Aquellos primeros siete años de su vida fueron idílicos. Ella había ignorado por completo los problemas que ya existían en el matrimonio. No había percibido la tensión provocada por las presiones del cargo real de su padre y por la nostalgia que su madre había tenido de su Estados Unidos natal.

Un año, mientras pasaba las vacaciones de Navidad con sus abuelos, había oído mencionar a su madre que pensaba comprarse una casa allí, en Estados Unidos. Después de aquellas fiestas, sus padres anunciaron que se divorciaban.

La Navidad nunca había vuelto a ser lo mismo para Mari, en ninguno de los dos continentes.

De pronto, la mirada de Rowan la sacó de sus pensamientos, haciendo que se paralizara.

–¿Por qué me estás mirando? Debo de estar hecha un desastre –dijo ella, mientras se ponía un mechón de pelo detrás de la oreja. Se colocó el pañuelo alrededor del cuello–. Ha sido un día muy largo. Y está refrescando.

¿Desde cuándo le importaba a ella su aspecto?, se reprendió a sí misma, obligándose a bajar las manos.

–Tienes una sonrisa preciosa –comentó él y señaló a su alrededor con ojos brillantes como estrellas–. Me admira la manera en que disfrutas de todo esto, la alegría con que aprecias los pequeños detalles…

¿Acaso intentaba coquetear con ella?, se dijo Mari con desconfianza.

–Estamos en el mes de la alegría, Rowan –repuso ella, esforzándose por pensar en algo rápido para cambiar de tema. Se sentía muy incómoda hablando de sí misma–. ¿Cómo solías celebrar la Navidad cuando eras niño?

–Con cosas normales, como poner un árbol, adornar la casa con felicitaciones y comer mucho –contestó él, sin dejar de absorberla con la mirada.

–¿Qué clase de comida? –inquirió ella, y movió un poco el carrito de Issa, que se acababa de despertar.

Él se encogió de hombros y se inclinó para ponerle el chupete a la niña.

–Lo típico.

–Vamos –insistió ella, admirada por la facilidad que tenía para ocuparse del bebé–. Cuéntamelo. Hay muchas maneras de celebrar la Navidad y lo que es típico en un sitio puede que no lo sea en otro. Además, yo crecí alimentada por cocineros profesionales. La cocina sigue siendo un fascinante misterio para mí.

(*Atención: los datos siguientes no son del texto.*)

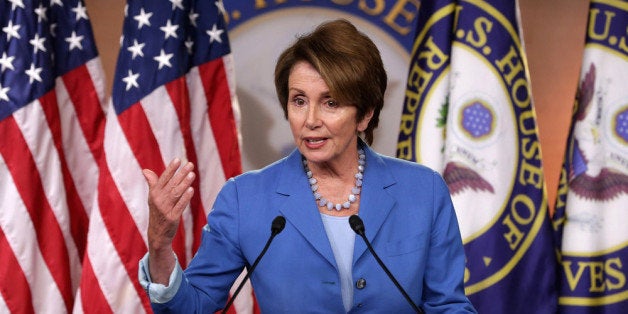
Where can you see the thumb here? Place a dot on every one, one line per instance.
(150, 176)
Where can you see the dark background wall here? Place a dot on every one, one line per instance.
(554, 33)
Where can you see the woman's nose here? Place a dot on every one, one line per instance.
(312, 120)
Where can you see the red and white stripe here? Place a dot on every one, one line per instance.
(48, 179)
(194, 118)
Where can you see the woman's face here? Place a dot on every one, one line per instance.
(323, 129)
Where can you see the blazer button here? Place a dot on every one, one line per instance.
(361, 283)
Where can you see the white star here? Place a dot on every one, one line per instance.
(75, 41)
(143, 18)
(41, 13)
(3, 93)
(169, 30)
(38, 43)
(11, 31)
(214, 34)
(33, 73)
(136, 49)
(177, 4)
(193, 16)
(189, 44)
(131, 80)
(81, 11)
(53, 29)
(16, 3)
(221, 7)
(164, 59)
(7, 62)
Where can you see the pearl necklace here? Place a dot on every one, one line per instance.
(355, 191)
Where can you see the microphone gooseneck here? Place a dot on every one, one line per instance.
(275, 228)
(358, 226)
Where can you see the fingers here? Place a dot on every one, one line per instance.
(170, 193)
(151, 177)
(183, 201)
(182, 178)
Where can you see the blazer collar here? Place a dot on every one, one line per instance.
(301, 211)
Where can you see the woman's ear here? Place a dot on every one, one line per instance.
(364, 123)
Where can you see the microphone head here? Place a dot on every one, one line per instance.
(356, 224)
(278, 224)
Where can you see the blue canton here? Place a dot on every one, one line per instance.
(160, 45)
(40, 41)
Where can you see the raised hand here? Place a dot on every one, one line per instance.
(168, 195)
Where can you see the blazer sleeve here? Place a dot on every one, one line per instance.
(444, 286)
(217, 264)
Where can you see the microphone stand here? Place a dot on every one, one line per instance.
(277, 226)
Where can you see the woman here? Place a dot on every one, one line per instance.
(331, 86)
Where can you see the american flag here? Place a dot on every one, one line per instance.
(173, 96)
(51, 123)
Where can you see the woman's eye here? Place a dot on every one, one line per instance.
(298, 101)
(332, 104)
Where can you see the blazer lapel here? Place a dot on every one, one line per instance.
(375, 202)
(299, 208)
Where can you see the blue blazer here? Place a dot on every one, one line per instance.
(409, 219)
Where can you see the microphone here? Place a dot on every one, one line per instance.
(275, 228)
(358, 226)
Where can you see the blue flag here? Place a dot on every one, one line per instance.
(592, 202)
(468, 114)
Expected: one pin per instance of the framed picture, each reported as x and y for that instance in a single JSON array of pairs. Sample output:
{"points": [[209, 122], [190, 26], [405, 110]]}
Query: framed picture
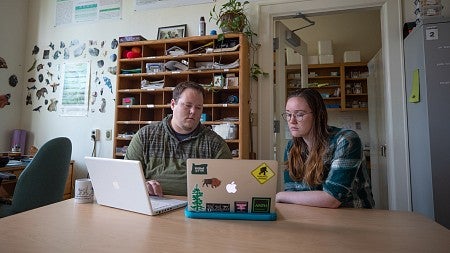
{"points": [[170, 32]]}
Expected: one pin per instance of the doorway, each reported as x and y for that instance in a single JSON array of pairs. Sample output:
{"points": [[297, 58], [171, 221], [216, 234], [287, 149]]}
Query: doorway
{"points": [[397, 162]]}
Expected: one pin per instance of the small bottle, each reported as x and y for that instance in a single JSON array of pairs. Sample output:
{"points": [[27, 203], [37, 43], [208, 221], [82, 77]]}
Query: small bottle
{"points": [[202, 27]]}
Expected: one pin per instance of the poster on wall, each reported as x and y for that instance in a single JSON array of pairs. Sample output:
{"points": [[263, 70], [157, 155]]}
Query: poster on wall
{"points": [[155, 4], [78, 11], [75, 89]]}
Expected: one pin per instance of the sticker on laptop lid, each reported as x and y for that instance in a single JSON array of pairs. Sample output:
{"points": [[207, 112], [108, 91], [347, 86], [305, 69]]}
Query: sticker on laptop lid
{"points": [[199, 169], [197, 199], [263, 173], [260, 205]]}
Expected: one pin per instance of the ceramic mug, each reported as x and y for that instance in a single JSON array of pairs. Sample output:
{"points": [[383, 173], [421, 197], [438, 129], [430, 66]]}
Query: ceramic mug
{"points": [[84, 193]]}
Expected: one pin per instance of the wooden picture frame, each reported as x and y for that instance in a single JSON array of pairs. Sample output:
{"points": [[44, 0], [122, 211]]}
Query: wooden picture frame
{"points": [[170, 32]]}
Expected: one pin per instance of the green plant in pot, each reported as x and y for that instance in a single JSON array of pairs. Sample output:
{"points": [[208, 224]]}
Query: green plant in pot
{"points": [[231, 17]]}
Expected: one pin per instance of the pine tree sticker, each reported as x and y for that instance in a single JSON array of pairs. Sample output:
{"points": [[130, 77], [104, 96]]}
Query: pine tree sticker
{"points": [[197, 199]]}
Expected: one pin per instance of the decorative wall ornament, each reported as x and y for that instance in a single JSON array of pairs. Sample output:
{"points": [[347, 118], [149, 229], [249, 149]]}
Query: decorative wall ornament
{"points": [[3, 64], [44, 75]]}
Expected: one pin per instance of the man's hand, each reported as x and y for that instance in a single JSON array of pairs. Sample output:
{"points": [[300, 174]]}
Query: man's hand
{"points": [[154, 188]]}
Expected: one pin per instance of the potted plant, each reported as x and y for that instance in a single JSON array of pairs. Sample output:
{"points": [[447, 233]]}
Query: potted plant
{"points": [[231, 17]]}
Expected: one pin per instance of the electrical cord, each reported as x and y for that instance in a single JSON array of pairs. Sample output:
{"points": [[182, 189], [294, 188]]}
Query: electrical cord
{"points": [[94, 149]]}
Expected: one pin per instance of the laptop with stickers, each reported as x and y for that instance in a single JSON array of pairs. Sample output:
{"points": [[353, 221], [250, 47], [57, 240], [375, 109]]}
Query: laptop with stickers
{"points": [[231, 189], [121, 184]]}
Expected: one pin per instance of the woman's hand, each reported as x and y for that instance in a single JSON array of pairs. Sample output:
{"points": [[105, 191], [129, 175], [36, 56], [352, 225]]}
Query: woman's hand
{"points": [[154, 188]]}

–Es como hacer un experimento químico –opinó él, llevándose un pedazo de pez espada a la boca.

–Quizá, en teoría –replicó ella, y probó su zumo de fruta. Un delicioso sabor a coco la inundó. Desde que Rowan la había besado, sus sentidos estaban muy alerta–. Yo soy mejor científica que cocinera. Pero dime, ¿cuál era tu plato favorito de Navidad?

–Mi madre solía decorar galletas de azúcar y a mi hermano Dylan y a mí nos gustaba comernos toda la decoración y dejar las galletas.

La imagen los envolvió cómo una cálida manta en inverno.

–Suena bien. Yo siempre he querido tener hermanos para compartir con ellos momentos como ese. Cuéntame más. ¿Te regalaban trenes o camiones? ¿Bicicletas o jerséis horribles?

–No teníamos mucho dinero, así que mis padres solían ahorrar todo el año para podernos regalar algo. Les daba un poco de vergüenza no poder darnos más, pero nosotros éramos felices. Muchos de los niños con los que trabajo nunca tendrán lo que tuvimos mi hermano y yo.

–Suena como si hubieras tenido una familia muy unida. Ese es el mejor regalo –opinó ella.

Los ojos de Rowan se nublaron un instante.

–Alrededor de las tres y media en la mañana de Navidad, Dylan y yo nos levantábamos y bajábamos al salón para ver qué nos había traído Papá Noel –contó él, aunque su tono de voz parecía más constreñido que alegre–. Solíamos jugar con todo durante una hora o así y, luego, lo guardábamos otra vez en sus cajas. Subíamos de puntillas a nuestra habitación y esperábamos a que nuestros padres se levantaran. Entonces, siempre fingíamos que los juguetes nos habían sorprendido por completo.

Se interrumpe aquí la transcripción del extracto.